Afinal, o peso do pioneirismo não se carrega individualmente, e nada disso é uma disputa. Então dá o play aqui pra entender melhor os fatos que deram origem ao surf no Brasil.

Pioneiros do surf moderno no Brasil

Uma edição de 1933 da revista Popular Mechanics publicou o projeto da prancha original criada por Tom Blake. Thomas Rittscher, um norte-americano morando em Santos, teve acesso ao passo a passo e resolveu construir a sua própria. Ele e a irmã, Margot, estrearam a novidade, tornando-se as primeira pessoas a deslizarem em um objeto sobre as ondas.

Os amigos Osmar Gonçalves, João Roberto Suplicy Haffers (o Juá Haffers) e Silvio Manzoni, um pouco mais novos e fascinados com a ideia, pegaram gosto pela novidade e deram continuidade, ficando conhecidos como pioneiros da categoria. O resgate de Thomas e Margot como primeiros a surfar no Brasil aconteceu apenas bem mais tarde.
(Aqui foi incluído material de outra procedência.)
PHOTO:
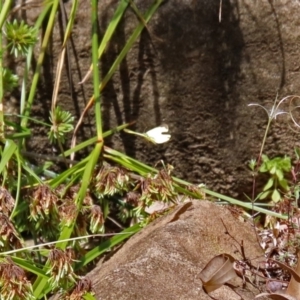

O grupo, reconhecido como pioneiros do surf moderno no país, era formado por pessoas com status social privilegiado e acessos a meios de informação que ainda não estavam disponíveis no Brasil. Ainda que a exatidão da data oscile, é fato que em algum momento entre 1934 e 1937, foram realizados os primeiros registros destes surfistas pegando onda em Santos com uma prancha oca de madeira. Exatamente o projeto da prancha publicado pela Popular Mechanics.

Por que surf moderno?

É importante falar em início do surf moderno porque sabemos que a história do nosso país não começou em 1.500. Os povos originários já estavam aqui há milhões de anos e ninguém pode afirmar que antes disso não existiu uma atividade como brincar em cima das ondas, ou até algo mais elaborado.

Assim, é correto falar em pioneiros do surf na década de 1930, mas é importante não ignorar que a história é contada por quem tem acessos a isso. Assim, preferimos chamar Thomas, Margot, Osmar, Juá e Silvio de pioneiros do surf moderno no Brasil.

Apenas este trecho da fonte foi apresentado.